The reason we struggle with insecurity is because we compare our behind-the-scenes with everyone else’s highlight reel. – Steve Furtick
I don’t see well in the dark. Actually, I don’t see at all in the dark. What I do in the dark is flail around trying to find a light-switch, the bed, a door . . . anything that will allow me to find myself. Of course we could tie this in all sorts of ways to life, but I don’t want to–especially in those darkened moments–all I want to do is find where I am going in the here and now. If there was something to take from these nightly escapades it would be a deeper longing for night vision. In those moments it is easy to be discouraged by the hand I’ve been dealt, as I stub toes or stumble into walls.

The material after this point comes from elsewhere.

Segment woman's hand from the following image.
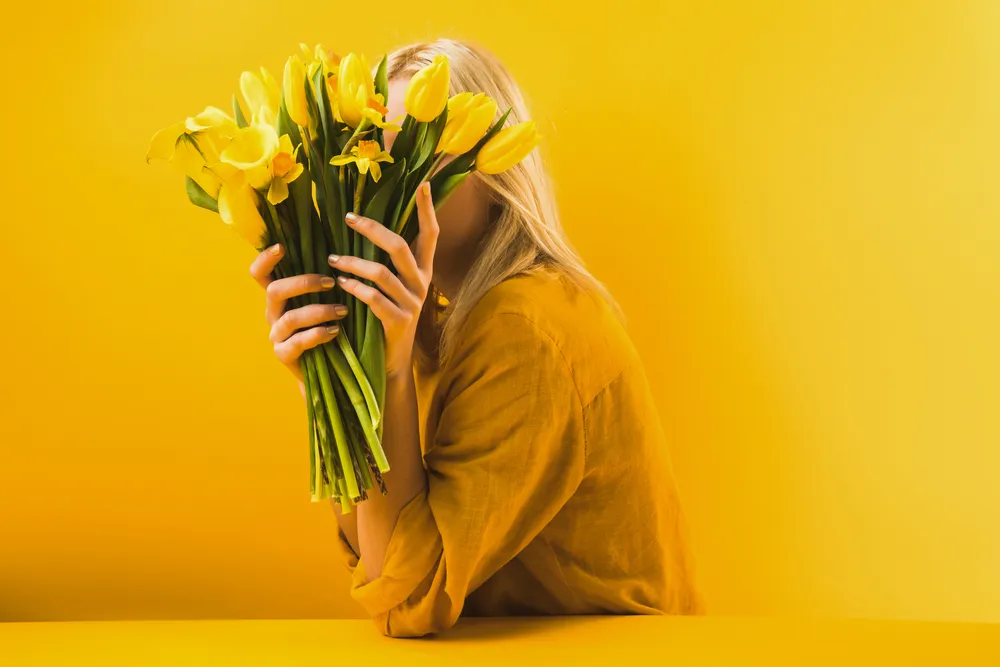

Last night, my wife got up from bed to visit the restroom. I was awake, though she didn’t know it. I rolled over and tried to sleep, but a scratching noise was keeping me up. I equate almost any noise in the night with an intense kind of murderer, so I flipped back around facing the door and clicked on my cell phone’s screen to light the darkened room.
There, at our closed closet door, was my wife frisking the door in search of an elusive knob. The knob wasn’t where she thought it should be because she was not where she thought she should be–in fact, she was a good ten feet from the door she wanted–the one that led to the hallway that would take her to the restroom. I don’t think she really intended a 2 AM wardrobe change.
“Wrong door, chief,” I said teasingly. She erupted with laughter and scurried to the proper door and out of the room. From down the hall, I could still hear her laughing at her own ineptitude.
And it made me feel better about my own weakness. The door she had found and opened was one that led to realization: I am not the only one who stumbles around in the dark! It is easy to feel isolated by my struggles, and hence to lose perspective on them and all the rest. Many people are destroyed by–or even fall in love with–their affliction in this way. We stumble around in the dark alone, bemusing our existence and the hands we’ve been dealt. When we pause to realize there are others like us though, the sensation changes.
Later that night I visited the restroom. On my way back, my arms operated like horizontal windshield wipers, trying desperately to keep my face from colliding with a surprise wall. It took me about three minutes to travel the five yards from the bathroom back to bed, and I smiled the whole way. I still don’t love that I can’t see in the dark, but I do love that I can’t see in the dark alongside the woman I love. It isn’t that I can’t, it’s that we can’t.
All suffering , all affliction, is this way. We’ll never love the grief we are staggering through or the sickness or the stress or the pain. Those are byproducts of this fallen space we occupy, and they are terrible and cruel. But warm is the touch of another. We were not placed in this place alone, nor do we have to walk the lonely road, at least not alone. The lonely road is populated, by our friends and neighbors and families, and with the light of them, it becomes apparent that the lonely road isn’t all that lonely at all and it never truly was.